Make a crowd-pleasing vegetarian Thanksgiving main dish by sticking to comfort foods that feed a crowd, such as vegetable lasagna, chili, or mac ‘n’ cheese. You can also create a gorgeous edible centerpiece with stuffed winter squash such as acorn squash or Long Island cheese pumpkin.
Lentil Shepherd's Pie: Nutty bulgur, crunchy lentils, and umami-rich mushroom stand in for ground beef in this nutrient-packed approach to the much-loved classic dish. Our meatless version is the perfect main attraction for your vegetarian Thanksgiving menu.
Vegetarian Moussaka: Moussaka is a staple comfort food of Greek cuisine, but it’s traditionally made with ground lamb. We swap in heart-healthy bulgur wheat between layers of tender eggplant, then top it all off with a cheesy béchamel.
Vegetable Lasagna with Butternut Béchamel: This show-stopping veggie-packed lasagna is topped with a rich béchamel sauce whose secret ingredient—butternut squash—adds creaminess without extra fat. There’s plenty of space for a luscious troupe of Gruyere, Parmigiano-Reggiano, and Ricotta cheeses.
Black-Eyed Pea Stuffed Acorn Squash: Before cutting the squash crosswise, slice off the top stem to help each half sit securely on your sheet pan while baking. If you don't have time to make dried black eyed peas, you can substitute low-sodium canned. This recipe, which makes four tender squash halves, can easily be doubled to feed a crowd.
Whole Stuffed Roasted Pumpkin: This indulgent, stuffed pumpkin will steal the show at your Thanksgiving gathering.
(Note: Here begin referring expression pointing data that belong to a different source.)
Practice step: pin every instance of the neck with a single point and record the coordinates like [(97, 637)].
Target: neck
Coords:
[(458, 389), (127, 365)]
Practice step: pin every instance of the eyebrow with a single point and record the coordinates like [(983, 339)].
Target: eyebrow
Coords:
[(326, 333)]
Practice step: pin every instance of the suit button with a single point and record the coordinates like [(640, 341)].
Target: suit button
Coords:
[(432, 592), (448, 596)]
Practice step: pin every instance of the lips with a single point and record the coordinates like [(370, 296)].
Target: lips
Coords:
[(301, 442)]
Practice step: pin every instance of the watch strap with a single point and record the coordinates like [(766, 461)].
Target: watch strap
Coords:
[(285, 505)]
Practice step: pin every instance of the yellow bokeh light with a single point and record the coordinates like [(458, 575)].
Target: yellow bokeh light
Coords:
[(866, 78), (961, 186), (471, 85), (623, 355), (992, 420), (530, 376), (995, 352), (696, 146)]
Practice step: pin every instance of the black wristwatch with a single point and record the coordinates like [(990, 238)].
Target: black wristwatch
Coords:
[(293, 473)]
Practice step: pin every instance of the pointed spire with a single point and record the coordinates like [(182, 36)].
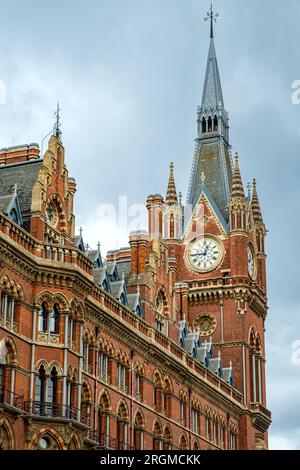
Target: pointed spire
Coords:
[(16, 189), (237, 189), (255, 206), (171, 197), (180, 198), (212, 91), (213, 18), (57, 125)]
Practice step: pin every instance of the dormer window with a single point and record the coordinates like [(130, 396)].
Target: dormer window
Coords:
[(52, 215)]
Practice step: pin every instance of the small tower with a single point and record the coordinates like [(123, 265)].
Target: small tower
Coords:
[(212, 148), (172, 215), (237, 205), (238, 208)]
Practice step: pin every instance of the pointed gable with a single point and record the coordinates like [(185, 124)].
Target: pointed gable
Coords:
[(205, 212)]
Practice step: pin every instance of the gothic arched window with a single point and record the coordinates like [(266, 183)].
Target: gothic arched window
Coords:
[(168, 398), (40, 391), (139, 432), (215, 123), (123, 299), (43, 318), (104, 421)]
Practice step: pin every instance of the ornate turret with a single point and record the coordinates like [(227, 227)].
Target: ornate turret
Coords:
[(238, 204), (212, 150), (258, 220), (171, 196)]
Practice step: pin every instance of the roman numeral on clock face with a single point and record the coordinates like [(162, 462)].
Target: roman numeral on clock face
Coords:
[(204, 254)]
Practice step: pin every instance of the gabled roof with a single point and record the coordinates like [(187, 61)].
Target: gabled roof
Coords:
[(204, 191), (171, 196), (6, 202), (228, 375), (212, 90), (215, 365), (24, 175)]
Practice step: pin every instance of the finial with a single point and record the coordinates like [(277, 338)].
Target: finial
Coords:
[(180, 198), (249, 190), (213, 18), (57, 125)]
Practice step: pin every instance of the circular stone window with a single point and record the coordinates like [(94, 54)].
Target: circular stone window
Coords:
[(44, 443), (206, 323)]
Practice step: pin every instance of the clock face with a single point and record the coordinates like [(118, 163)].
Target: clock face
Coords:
[(251, 263), (51, 215), (205, 254)]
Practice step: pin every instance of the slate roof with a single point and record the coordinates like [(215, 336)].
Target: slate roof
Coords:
[(124, 267), (117, 288), (24, 175), (99, 275), (212, 89), (6, 202), (133, 301)]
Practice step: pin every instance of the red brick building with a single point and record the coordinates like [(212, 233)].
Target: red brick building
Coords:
[(161, 345)]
This recipe calls for sausage, but it can easily be swapped for meatless alternatives such as Tofurky or Field Roast products.
From fruit-topped tarts to chocolate-swirled cakes, there are plenty of delicious vegetarian Thanksgiving desserts to make. While pumpkin pie is a safe bet, why not try something new this year? If you can’t decide on one particular pie, a handy split pie pan lets you bake two different kinds.
Apple Galette with Vanilla Yogurt Drizzle: Showcase gorgeous fall apples—or any seasonal fruit—with this lighter take on traditional apple pie. This tart may look rustic, but its flavors are complex and sophisticated. The glaze’s pure vanilla flavor comes from vanilla bean paste, which packs a richer flavor than vanilla extract.
Carrot-Apple Spice Cake: This dazzling dessert boasts a timesaving secret—boxed cake mix. We jazz up the store bought mix by adding buttermilk, grated apples and carrots, and a splash of bourbon to the batter, then top everything off with a browned butter and cream cheese glaze.
Roasted Grape and Pear Kuchen: We showcase roasted grapes, which pack a tart, caramelized flavor and jam-like texture, alongside sliced pears in this lightly sweet traditional German yeast cake. A slice would pair well with coffee or dessert wine such as ice wine.
Chocolate-Swirled Pumpkin Bundt: Our autumn-inspired version of this classic ring-shaped cake kicks fresh pumpkin’s earthy sweetness up a notch by adding rich bittersweet chocolate into the batter. Serve slices to guests with a scoop of vanilla ice cream.
Hibiscus Poached Pears: If making pies, cake, and tarts aren’t your thing, try poaching fruit. Simmering fruit in aromatic liquid elevates its flavors. The spiced pears in this recipe get their ruby glow from antioxidant-rich hibiscus tea that also lends a fragrant, cranberry flavor.